By Vinayak on Monday, September 9, 2013 with 0 comments

There is an old saying on Wall Street: "never fight the tape". Whether most admit it or not, the markets are always looking forward and pricing in what is happening. This means that everything we know about earnings, the management and other factors is already priced into the stock. Staying ahead of everyone else requires that you use technical analysis to understand what is going on.

Technical analysis is a process of evaluating and studying the stock or markets using previous prices and patterns to predict what will happen in the future. In short-term trading, this is an important tool to help you understand how to make profits while others are unsure. Below we will uncover some of the various tools and techniques of technical analysis. (For more insight, see Basics Of Technical Analysis.)

Buy and Sell Indicators
Several indicators are used to determine the right time to buy and sell. Two of the more popular ones include the relative strength index (RSI) and the stochastic oscillator.

The RSI compares the inside strength or weakness of a stock. Generally, a reading of 70 indicates a topping pattern, while a reading below 30 shows that the stock has been oversold. (Learn more about this indicator in Getting To Know Oscillators: Relative Strength Index.)

The stochastic oscillator is used to decide whether a stock is expensive or cheap based on the stock's closing price range over a period of time. You will see a reading of 80 if the stock is overbought (expensive); when the stock is oversold (inexpensive), you will see a reading of 20.

RSI and stochastics can be used as stock-picking tools, but you must use them in conjunction with other tools to spot the best opportunities.

Patterns
Another tool that can help you find good short-term trading opportunities are patterns. A pattern is a change in direction up or down in the price of stock and reflects changing expectations. Patterns can develop over several days, months or years. While no two patterns are the same, they are very close and can be used to predict price movements.

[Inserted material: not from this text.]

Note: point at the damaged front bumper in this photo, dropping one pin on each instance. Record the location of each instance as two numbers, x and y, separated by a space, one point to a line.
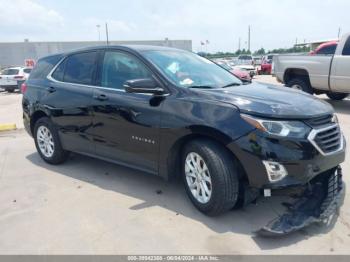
318 203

Several important patterns to watch for include:
  • Head-and-Shoulders Patterns: The head and shoulders is considered one of the most reliable patterns. This is considered to be a reversal pattern when a stock is topping out. (For additional insight, see Analyzing Chart Patterns: Head and Shoulders.)
  • Triangles: A triangle is when the range between the highs and lows narrows. These occur when prices are bottoming or topping out. As the prices narrow, this will signify that the stock could break out to the up- or downside in a violent fashion. (For more, read Triangles: A Short Study In Continuation Patterns.)
  • Double Tops: A double top occurs when prices rise to a certain point on heavy volume and then retreat. You will then see a retest of that point on decreased volume. At this point, a decline will take place and the stock will head lower.
  • Double Bottoms: A double bottom is when prices will fall to a certain point on heavy volume. They will then rise and fall back to the original level on lower volume. Unable to break the low point, prices will then start to rise. (To learn about tops and bottoms in FX trading, see The Memory Of Price.)
ConclusionShort-term trading uses many methods and tools to make money, however, you must know how to apply the tools to achieve success using this type of strategy. If you can do this, you will be able to make money in both bull and bear markets while keeping your losses at a minimum and your profits at a maximum. This is the key to mastering short-term trading.